* U.S. stock index futures pointed to a sharply higher open for equities on Wall Street on Friday, with futures for the S&P 500, for the Dow Jones and for the Nasdaq 100 up 1 to 1.1 percent ahead of a key jobs report.
* U.S. employment growth likely picked up speed in November, but the pace is not expected to be quick enough to bring down the country’s 9 percent jobless rate. Nonfarm payrolls likely increased by 122,000 last month, according to a survey, which would outpace October’s 80,000.
* A top Chinese foreign ministry official said Europe cannot expect China to use a big portion of its $3.2 trillion foreign exchange reserves to rescue indebted nations, Beijing’s strongest rebuttal yet to suggestions it should bail out the euro zone.
* Economic Cycle Research Institute releases at 1530 GMT its weekly index of economic activity for the week ended Nov. 25. In the prior week the index read 122.3.
* Europe’s Airbus accused the White House of derailing open competition by helping Boeing Co win a record aircraft deal in Indonesia as details emerged of a behind-the-scenes struggle over jobs and airplane sales worth almost $22 billion.
* Google Inc is pondering an Internet service to help consumers shop online and take advantage of same-day delivery, hoping to stanch the loss of Web traffic to Amazon.com Inc, the Wall Street Journal reported on Thursday.

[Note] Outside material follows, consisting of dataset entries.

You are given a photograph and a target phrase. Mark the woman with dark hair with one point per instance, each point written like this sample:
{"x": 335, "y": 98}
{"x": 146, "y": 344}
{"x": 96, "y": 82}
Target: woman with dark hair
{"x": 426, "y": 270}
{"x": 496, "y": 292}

* Three leading U.S. senators are inquiring into drugmaker Pfizer Inc’s efforts to limit the sale of generic versions of its Lipitor cholesterol drug, which lost U.S. patent protection this week.
* The biggest legal battle for the technology industry is playing out in a federal court in Silicon Valley, where Apple is trying to stop Samsung from selling Galaxy phones and tablets in the United States.
* Sprint Nextel Corp, the No.3 U.S. mobile provider, agreed to pay up to $1.6 billion to Clearwire Corp in the next four years, easing concerns about a liquidity crisis at Clearwire.
* European stocks rose 1.5 percent on Friday and were set to post their biggest weekly gains since the onset of the financial crisis in late 2008, on hopes of upbeat U.S. jobs data and a bold solution to the euro zone debt crisis at the Dec. 9 summit.
* U.S. stocks were trod water on Thursday after the previous day’s massive gains, but traders worried that recent strong data could set the market up for a sell-off should Friday’s jobs report fall short of hopes.
* The Dow Jones industrial average closed down 25.65 points, or 0.21 percent, at 12,020.03. The S&P 500 lost 2.38 points, or 0.19 percent, to 1,244.58. The Nasdaq Composite gained 5.86 points, or 0.22 percent, to 2,626.20.